El edil alargó el brazo y rozó su rostro. Mael giró la cara y contuvo el impulso de apartar esa mano de un golpe brusco.

—Me gusta el tacto de tu piel —susurró—, es suave y cálida.

—Nada de lo que ha dicho sucederá —dijo Mael y alzó la mirada, un solo segundo, no tanto para desafiarlo como para hacerle ver que estaba hablando en serio—. Marcus los encontrará, encontrará a los sidhe y le mostrará a Roma que hay un enemigo temible.

Servilio apartó la mano y sonrió. Esa sonrisa hizo que algo se revolviera en sus entrañas.

—Tu confianza en tu domine resulta loable —dijo de nuevo—. ¿Seguro que está justificada?

—¡Servilio! ¡Por fin te encuentro! —exclamó el tribuno Leto entrando en la cocina como un vendaval—. ¿Por qué estás aquí? Cornelio lleva una hora buscándote. Quiere hablar contigo sobre no sé qué problema con las obras del acueducto.

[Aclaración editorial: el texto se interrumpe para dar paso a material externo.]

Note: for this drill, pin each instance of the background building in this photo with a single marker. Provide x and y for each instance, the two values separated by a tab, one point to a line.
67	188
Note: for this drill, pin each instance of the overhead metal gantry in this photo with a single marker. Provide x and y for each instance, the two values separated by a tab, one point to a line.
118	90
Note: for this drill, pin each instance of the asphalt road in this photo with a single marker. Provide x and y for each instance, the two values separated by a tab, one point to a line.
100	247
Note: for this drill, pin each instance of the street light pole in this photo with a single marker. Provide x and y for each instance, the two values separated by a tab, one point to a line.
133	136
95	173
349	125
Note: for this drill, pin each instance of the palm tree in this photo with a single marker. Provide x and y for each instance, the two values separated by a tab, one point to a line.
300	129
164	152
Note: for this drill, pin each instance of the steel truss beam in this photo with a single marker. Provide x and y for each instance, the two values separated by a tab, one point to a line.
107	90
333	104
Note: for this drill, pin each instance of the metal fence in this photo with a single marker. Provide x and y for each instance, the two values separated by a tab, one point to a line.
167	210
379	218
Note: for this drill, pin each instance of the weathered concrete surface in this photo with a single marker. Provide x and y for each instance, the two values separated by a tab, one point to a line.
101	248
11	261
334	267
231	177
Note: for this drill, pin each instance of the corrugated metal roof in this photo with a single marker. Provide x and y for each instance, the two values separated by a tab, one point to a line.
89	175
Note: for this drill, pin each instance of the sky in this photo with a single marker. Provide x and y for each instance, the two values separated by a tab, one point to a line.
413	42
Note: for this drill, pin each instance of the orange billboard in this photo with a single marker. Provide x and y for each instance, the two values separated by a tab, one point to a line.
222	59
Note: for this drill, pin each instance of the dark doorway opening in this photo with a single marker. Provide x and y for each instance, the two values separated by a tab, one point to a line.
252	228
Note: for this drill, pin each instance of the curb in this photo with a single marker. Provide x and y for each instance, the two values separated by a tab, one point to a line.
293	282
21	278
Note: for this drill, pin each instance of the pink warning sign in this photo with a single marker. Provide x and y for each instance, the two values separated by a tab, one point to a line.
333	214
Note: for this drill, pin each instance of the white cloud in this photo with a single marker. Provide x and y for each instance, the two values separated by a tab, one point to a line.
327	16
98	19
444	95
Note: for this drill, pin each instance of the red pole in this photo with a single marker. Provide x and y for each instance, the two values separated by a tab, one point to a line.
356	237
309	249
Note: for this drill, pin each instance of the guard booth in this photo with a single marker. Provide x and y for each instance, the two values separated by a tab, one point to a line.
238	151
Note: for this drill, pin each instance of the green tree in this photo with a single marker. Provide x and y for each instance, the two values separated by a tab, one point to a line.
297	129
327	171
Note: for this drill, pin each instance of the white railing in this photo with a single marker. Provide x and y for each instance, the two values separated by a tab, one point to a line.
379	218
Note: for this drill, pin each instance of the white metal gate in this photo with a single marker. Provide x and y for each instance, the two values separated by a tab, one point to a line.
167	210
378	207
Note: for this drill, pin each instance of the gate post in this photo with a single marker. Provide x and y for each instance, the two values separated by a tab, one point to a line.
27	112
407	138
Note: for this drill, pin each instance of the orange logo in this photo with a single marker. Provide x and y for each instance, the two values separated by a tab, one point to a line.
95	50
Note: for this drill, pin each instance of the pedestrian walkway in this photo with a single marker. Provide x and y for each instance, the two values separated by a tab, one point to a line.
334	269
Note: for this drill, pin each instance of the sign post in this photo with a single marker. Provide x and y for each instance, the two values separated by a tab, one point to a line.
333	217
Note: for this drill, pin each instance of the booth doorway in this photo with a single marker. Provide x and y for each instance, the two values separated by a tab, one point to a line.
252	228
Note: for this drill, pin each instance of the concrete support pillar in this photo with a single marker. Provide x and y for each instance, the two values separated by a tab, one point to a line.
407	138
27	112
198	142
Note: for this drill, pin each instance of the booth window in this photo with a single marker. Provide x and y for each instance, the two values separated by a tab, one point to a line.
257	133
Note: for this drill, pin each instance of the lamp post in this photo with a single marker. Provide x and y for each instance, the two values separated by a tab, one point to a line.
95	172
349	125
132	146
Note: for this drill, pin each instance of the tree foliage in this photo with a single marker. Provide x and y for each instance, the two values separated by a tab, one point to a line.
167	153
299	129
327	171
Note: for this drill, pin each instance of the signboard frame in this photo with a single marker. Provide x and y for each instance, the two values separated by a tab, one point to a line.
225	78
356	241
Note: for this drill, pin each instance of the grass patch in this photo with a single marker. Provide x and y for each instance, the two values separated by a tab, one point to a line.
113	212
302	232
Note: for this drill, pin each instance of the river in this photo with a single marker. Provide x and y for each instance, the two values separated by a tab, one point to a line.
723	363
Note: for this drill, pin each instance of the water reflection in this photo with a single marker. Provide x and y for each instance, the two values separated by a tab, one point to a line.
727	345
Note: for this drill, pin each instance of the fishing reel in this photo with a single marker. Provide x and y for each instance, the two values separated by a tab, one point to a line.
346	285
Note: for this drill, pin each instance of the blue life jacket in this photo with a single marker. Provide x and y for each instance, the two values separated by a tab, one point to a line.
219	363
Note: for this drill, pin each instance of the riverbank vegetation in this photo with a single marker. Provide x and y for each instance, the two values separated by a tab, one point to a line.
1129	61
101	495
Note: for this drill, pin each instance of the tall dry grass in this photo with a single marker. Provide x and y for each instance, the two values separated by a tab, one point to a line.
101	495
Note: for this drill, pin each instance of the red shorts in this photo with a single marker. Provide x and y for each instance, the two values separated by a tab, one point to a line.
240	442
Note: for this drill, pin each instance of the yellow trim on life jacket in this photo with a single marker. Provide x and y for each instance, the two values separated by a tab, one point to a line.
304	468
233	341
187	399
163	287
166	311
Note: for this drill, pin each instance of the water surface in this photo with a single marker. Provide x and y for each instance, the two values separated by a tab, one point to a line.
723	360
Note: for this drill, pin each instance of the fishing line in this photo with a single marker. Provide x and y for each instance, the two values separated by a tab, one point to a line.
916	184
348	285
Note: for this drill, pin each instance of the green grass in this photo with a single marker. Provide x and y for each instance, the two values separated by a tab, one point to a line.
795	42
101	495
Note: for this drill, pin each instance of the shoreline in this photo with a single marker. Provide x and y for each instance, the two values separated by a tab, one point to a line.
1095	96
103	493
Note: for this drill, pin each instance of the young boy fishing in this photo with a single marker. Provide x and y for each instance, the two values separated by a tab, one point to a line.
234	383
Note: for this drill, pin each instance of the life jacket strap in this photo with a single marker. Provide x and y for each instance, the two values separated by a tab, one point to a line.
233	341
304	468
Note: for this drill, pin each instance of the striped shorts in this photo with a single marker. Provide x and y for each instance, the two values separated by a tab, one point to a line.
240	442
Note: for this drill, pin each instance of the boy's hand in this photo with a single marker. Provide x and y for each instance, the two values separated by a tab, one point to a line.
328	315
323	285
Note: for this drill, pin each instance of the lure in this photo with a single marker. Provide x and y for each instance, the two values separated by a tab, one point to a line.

—¿No se supone que esto es una fiesta? —respondió Servilio visiblemente molesto.

—Supongo que no fastidiaría tanto si estuviera borracho, pero como alguien no deja que los esclavos entren en la cocina a coger el vino, pues… tiene tiempo de pensar y de buscarte y de fastidiarme a mí por ello. ¿Por qué estás aquí persiguiendo al esclavo de otro? Hipatia se sentirá ofendida si desprecias así a sus muchachos.

El edil transformó una mueca en algo parecido a una sonrisa.

—Y no podemos dejar que eso pase, ¿verdad? Cuando veas que mis predicciones empiezan a cumplirse —dijo en un murmullo dirigiéndose a Mael—, no dudes en aceptar mi oferta antes de que sea demasiado tarde. Vamos, querido Leto, si no nos apresuramos, ya habrán ocupado a los mejores.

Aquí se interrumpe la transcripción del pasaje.